Ingestion & chunking¶

from ragforge.ingest import iter_documents
from ragforge.ingest.chunking import split_documents

docs = iter_documents(["data/sample/"])
chunks = split_documents(docs, size=1024, overlap=128)

Loaders¶

Extension	Loader	Granularity
`.pdf`	`ingest.pdf.load_pdf`	one block per page
`.md` / `.markdown`	`ingest.markdown.load_markdown`	one block per top-level heading
`.txt` / `.rst`	inline reader	whole file

Directories are walked recursively. Unsupported file types are skipped. Extending the registry is one entry in ingest/__init__.py.

Chunker¶

The default is a recursive character splitter with overlap. It tries the biggest separator first (paragraph), then falls back through line, sentence, word, character — so chunks land on semantically reasonable boundaries when possible.
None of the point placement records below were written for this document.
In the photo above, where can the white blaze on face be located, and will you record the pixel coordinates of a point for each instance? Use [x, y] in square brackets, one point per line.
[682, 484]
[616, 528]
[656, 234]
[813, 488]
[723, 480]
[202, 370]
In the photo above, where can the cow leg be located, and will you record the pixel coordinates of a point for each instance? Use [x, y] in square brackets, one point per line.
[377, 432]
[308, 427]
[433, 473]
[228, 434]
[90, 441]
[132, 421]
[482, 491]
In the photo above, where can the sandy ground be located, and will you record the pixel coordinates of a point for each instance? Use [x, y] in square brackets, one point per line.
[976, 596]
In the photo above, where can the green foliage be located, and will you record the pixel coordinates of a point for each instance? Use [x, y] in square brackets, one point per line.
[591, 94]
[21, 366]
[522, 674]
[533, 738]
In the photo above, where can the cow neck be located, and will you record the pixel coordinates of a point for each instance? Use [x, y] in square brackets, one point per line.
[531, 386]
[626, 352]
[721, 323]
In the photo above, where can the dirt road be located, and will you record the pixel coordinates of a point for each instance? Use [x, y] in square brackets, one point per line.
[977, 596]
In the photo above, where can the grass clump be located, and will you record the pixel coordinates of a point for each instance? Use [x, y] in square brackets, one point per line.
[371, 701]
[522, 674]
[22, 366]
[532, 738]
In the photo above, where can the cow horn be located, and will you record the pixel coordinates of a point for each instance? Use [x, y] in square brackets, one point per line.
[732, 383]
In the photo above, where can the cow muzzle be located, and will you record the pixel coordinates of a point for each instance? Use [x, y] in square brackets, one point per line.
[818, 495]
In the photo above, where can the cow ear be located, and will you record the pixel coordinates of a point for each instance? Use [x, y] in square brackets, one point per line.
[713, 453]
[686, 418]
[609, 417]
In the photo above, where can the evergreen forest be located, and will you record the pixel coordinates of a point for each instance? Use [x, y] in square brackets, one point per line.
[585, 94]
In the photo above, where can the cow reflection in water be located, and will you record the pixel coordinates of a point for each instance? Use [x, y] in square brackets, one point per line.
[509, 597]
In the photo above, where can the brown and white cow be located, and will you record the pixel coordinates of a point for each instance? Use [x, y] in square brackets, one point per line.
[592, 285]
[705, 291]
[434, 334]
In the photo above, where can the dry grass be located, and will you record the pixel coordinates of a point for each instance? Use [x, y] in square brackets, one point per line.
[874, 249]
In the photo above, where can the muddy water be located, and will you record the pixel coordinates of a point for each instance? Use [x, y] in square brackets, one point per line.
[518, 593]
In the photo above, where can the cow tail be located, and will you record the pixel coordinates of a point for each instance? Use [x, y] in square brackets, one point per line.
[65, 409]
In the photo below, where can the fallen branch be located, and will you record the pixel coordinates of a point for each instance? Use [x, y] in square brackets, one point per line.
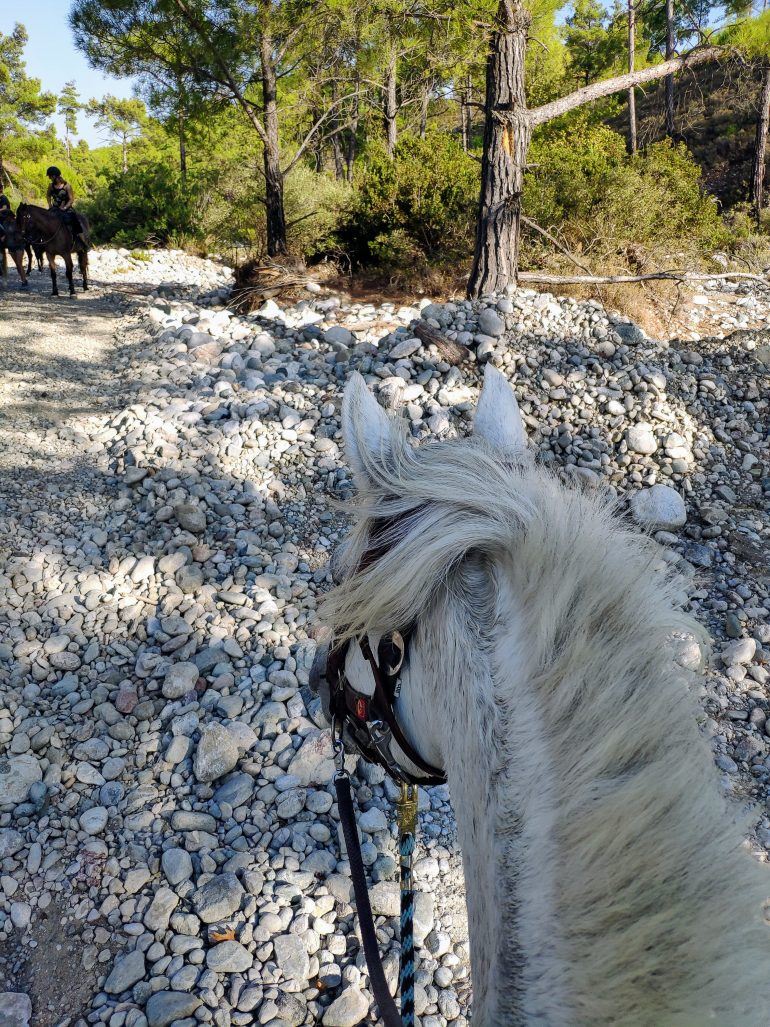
[452, 352]
[618, 279]
[536, 228]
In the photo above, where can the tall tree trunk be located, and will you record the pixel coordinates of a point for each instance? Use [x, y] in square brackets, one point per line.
[276, 219]
[315, 116]
[506, 140]
[352, 137]
[669, 78]
[390, 108]
[465, 100]
[337, 139]
[424, 104]
[182, 147]
[758, 176]
[631, 62]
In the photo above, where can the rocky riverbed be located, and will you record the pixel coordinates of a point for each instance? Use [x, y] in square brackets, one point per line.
[169, 846]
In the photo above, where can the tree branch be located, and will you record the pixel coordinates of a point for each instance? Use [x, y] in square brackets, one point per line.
[617, 279]
[621, 82]
[309, 137]
[535, 227]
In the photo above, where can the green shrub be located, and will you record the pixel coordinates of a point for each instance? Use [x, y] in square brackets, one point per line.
[600, 200]
[424, 199]
[144, 206]
[316, 205]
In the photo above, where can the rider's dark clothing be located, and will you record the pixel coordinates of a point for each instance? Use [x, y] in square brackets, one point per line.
[58, 196]
[10, 237]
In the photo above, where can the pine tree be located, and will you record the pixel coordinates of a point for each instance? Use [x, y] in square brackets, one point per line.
[23, 104]
[122, 119]
[69, 105]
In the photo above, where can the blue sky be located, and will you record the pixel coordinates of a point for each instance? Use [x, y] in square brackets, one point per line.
[51, 56]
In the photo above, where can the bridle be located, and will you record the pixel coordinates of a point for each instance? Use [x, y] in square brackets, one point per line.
[364, 722]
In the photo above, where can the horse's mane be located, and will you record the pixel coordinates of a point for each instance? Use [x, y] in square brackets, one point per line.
[655, 911]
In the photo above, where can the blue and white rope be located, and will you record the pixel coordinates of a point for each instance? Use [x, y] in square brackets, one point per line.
[407, 976]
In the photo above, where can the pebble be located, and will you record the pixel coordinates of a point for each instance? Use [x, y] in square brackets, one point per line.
[15, 1009]
[217, 753]
[660, 508]
[126, 972]
[347, 1010]
[161, 755]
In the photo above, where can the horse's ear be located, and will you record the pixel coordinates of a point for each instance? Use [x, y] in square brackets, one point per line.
[497, 418]
[366, 428]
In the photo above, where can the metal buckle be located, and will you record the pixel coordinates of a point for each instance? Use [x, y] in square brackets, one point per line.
[339, 748]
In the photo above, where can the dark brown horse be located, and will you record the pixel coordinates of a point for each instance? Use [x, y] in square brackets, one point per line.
[11, 242]
[48, 229]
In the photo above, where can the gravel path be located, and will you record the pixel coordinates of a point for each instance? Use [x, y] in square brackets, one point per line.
[56, 367]
[168, 837]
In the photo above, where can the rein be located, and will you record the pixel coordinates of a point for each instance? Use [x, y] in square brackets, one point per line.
[369, 725]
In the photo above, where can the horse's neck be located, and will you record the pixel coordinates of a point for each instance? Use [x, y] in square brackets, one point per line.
[457, 713]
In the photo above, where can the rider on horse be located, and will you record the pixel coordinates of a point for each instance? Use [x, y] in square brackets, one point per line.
[62, 198]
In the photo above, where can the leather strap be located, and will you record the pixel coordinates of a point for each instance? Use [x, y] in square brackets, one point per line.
[385, 1002]
[433, 775]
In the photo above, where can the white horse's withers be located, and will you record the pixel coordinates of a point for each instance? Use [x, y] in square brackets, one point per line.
[607, 879]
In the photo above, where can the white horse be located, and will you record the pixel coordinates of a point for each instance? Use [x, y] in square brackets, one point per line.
[607, 881]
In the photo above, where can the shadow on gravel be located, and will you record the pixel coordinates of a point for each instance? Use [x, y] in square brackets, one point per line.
[52, 972]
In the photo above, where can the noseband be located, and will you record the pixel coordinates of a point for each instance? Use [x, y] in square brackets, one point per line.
[364, 722]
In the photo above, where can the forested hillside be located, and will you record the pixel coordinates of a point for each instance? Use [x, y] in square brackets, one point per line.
[357, 134]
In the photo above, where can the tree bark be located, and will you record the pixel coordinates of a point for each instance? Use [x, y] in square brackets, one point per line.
[390, 108]
[182, 147]
[336, 140]
[669, 78]
[506, 139]
[424, 104]
[758, 176]
[609, 85]
[465, 99]
[276, 220]
[317, 144]
[352, 135]
[631, 63]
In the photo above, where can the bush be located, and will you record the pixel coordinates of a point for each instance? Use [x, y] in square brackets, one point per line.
[147, 205]
[601, 200]
[420, 205]
[315, 206]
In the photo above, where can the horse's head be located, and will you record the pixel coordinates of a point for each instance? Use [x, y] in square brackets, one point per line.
[421, 518]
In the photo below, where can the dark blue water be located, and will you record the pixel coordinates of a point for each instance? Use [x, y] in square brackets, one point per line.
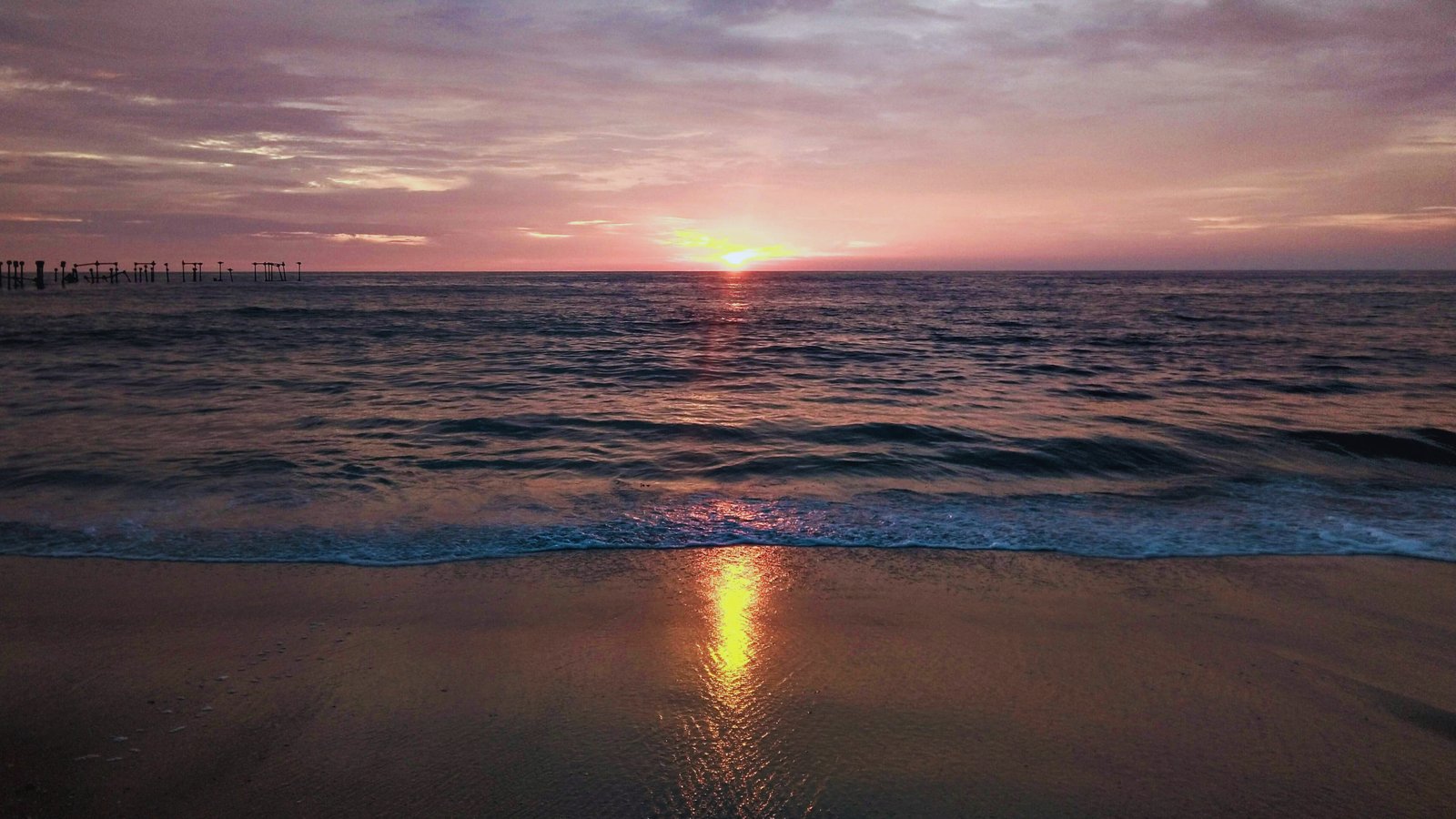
[405, 419]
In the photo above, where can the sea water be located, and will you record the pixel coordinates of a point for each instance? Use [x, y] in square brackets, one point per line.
[395, 419]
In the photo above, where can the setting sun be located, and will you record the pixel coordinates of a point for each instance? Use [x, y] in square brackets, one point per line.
[705, 248]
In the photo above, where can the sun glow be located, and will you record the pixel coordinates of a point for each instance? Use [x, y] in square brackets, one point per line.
[734, 254]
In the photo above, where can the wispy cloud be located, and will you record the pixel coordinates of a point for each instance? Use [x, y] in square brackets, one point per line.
[976, 135]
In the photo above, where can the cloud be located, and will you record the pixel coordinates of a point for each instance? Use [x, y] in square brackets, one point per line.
[944, 130]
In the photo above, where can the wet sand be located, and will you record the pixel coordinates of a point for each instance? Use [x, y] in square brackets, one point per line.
[739, 681]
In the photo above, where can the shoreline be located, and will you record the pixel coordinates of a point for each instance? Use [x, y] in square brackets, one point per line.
[730, 680]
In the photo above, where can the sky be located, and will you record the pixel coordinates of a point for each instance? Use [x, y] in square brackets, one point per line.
[805, 135]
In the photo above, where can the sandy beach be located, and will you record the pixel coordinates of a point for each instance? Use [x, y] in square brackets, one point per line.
[733, 681]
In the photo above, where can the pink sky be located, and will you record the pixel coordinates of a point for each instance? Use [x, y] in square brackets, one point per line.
[456, 135]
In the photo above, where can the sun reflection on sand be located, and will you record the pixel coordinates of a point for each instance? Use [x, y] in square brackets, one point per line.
[733, 761]
[735, 596]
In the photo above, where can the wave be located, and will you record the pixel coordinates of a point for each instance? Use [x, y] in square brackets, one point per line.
[1424, 445]
[1286, 519]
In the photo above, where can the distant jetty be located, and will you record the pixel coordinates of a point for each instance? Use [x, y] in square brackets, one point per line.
[16, 276]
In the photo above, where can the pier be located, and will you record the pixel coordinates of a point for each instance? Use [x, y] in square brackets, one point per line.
[19, 276]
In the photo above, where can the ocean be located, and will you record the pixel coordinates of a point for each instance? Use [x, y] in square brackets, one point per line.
[404, 419]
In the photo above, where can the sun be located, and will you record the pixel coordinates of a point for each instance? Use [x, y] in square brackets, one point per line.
[730, 252]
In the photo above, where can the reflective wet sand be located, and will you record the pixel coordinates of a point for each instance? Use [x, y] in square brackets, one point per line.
[730, 682]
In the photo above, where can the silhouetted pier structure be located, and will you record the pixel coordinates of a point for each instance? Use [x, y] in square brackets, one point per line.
[16, 278]
[276, 271]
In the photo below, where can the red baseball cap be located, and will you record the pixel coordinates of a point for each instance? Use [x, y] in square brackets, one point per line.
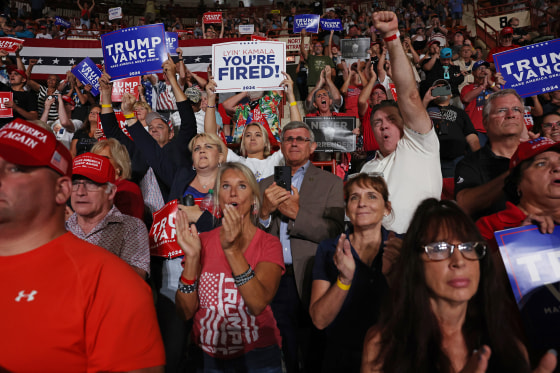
[95, 167]
[19, 71]
[26, 144]
[506, 31]
[68, 100]
[529, 149]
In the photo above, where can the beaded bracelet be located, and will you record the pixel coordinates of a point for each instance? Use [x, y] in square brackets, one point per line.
[243, 278]
[187, 289]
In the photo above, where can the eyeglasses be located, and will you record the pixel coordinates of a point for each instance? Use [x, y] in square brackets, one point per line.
[548, 126]
[442, 250]
[299, 140]
[89, 185]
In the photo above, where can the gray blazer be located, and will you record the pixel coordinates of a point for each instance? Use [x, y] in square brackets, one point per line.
[320, 216]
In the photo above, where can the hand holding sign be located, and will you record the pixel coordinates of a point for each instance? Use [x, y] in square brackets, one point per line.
[128, 102]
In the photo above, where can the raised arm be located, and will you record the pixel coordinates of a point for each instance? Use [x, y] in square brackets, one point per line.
[410, 104]
[288, 85]
[304, 52]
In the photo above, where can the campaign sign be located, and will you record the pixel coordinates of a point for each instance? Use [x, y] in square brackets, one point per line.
[333, 134]
[248, 65]
[115, 13]
[121, 86]
[62, 22]
[309, 22]
[172, 41]
[246, 29]
[354, 48]
[6, 112]
[87, 72]
[134, 51]
[331, 24]
[163, 238]
[532, 262]
[10, 45]
[212, 17]
[531, 70]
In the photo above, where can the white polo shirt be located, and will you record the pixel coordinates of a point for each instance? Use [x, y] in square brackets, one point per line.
[412, 173]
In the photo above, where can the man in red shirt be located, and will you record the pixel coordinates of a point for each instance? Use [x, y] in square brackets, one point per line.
[68, 306]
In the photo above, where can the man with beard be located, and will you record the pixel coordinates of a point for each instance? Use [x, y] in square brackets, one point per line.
[453, 127]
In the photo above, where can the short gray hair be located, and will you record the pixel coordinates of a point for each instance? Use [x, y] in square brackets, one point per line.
[295, 124]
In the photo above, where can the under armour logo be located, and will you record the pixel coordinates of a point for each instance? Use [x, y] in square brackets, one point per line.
[30, 296]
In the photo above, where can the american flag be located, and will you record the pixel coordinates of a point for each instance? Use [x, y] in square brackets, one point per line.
[58, 56]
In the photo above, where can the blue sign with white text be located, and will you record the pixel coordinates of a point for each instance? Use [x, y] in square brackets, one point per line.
[331, 24]
[172, 41]
[134, 51]
[87, 72]
[309, 22]
[532, 262]
[531, 70]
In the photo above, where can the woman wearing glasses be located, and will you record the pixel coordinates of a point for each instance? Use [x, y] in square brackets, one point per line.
[349, 274]
[255, 145]
[448, 312]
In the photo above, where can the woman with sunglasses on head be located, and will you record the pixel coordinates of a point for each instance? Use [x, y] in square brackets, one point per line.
[349, 272]
[448, 312]
[255, 147]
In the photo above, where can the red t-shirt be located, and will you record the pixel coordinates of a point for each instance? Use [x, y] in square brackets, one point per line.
[70, 306]
[223, 326]
[475, 106]
[511, 217]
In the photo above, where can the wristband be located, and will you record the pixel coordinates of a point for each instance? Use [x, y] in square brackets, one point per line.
[187, 282]
[341, 285]
[392, 37]
[187, 289]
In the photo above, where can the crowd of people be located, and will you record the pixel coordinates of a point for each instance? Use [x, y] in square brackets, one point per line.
[386, 265]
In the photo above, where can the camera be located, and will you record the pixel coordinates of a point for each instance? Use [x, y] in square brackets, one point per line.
[283, 177]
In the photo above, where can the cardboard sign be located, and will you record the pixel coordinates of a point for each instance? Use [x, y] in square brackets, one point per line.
[62, 22]
[248, 65]
[331, 24]
[212, 17]
[309, 22]
[122, 124]
[246, 29]
[4, 111]
[172, 42]
[10, 45]
[163, 238]
[354, 48]
[532, 262]
[531, 70]
[333, 133]
[130, 85]
[115, 13]
[87, 72]
[134, 51]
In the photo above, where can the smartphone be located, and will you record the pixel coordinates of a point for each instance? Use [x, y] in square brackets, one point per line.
[444, 90]
[283, 177]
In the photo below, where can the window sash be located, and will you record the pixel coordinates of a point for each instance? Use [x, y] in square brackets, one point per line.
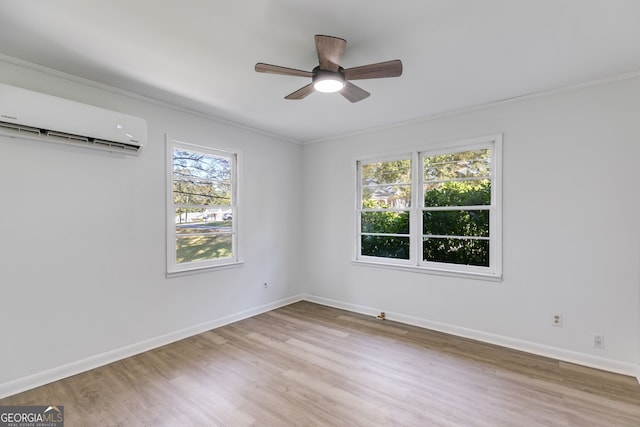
[207, 239]
[489, 233]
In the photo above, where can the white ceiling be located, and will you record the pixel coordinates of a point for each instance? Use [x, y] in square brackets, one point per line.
[200, 54]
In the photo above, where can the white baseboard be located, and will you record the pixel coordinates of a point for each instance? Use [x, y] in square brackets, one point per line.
[588, 360]
[73, 368]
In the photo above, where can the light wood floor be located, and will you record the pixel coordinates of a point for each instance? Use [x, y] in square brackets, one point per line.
[310, 365]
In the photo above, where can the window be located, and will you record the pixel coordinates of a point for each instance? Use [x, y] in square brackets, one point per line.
[202, 208]
[434, 210]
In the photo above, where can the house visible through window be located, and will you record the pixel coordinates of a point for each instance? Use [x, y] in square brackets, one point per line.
[433, 210]
[202, 207]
from ragforge.ingest.chunking import split

chunks = split(
    text,
    metadata={"path": "policy.md"},
    size=1024,
    overlap=128,
)

Tuning¶

size=1024 chars (~256 tokens) fits most retrieval models comfortably and keeps GPU memory low during reranking.
overlap=128 chars (~32 tokens) ensures a query that falls on a chunk boundary still hits a chunk with full context.
Larger sizes (~2048) often help long-form answers; smaller sizes (~512) help precise extractive QA.

Ids and idempotency¶

The Pipeline assigns each chunk a deterministic id built from the path, the chunk index, and a hash of the text. Re-ingesting the same document replaces its chunks instead of duplicating them.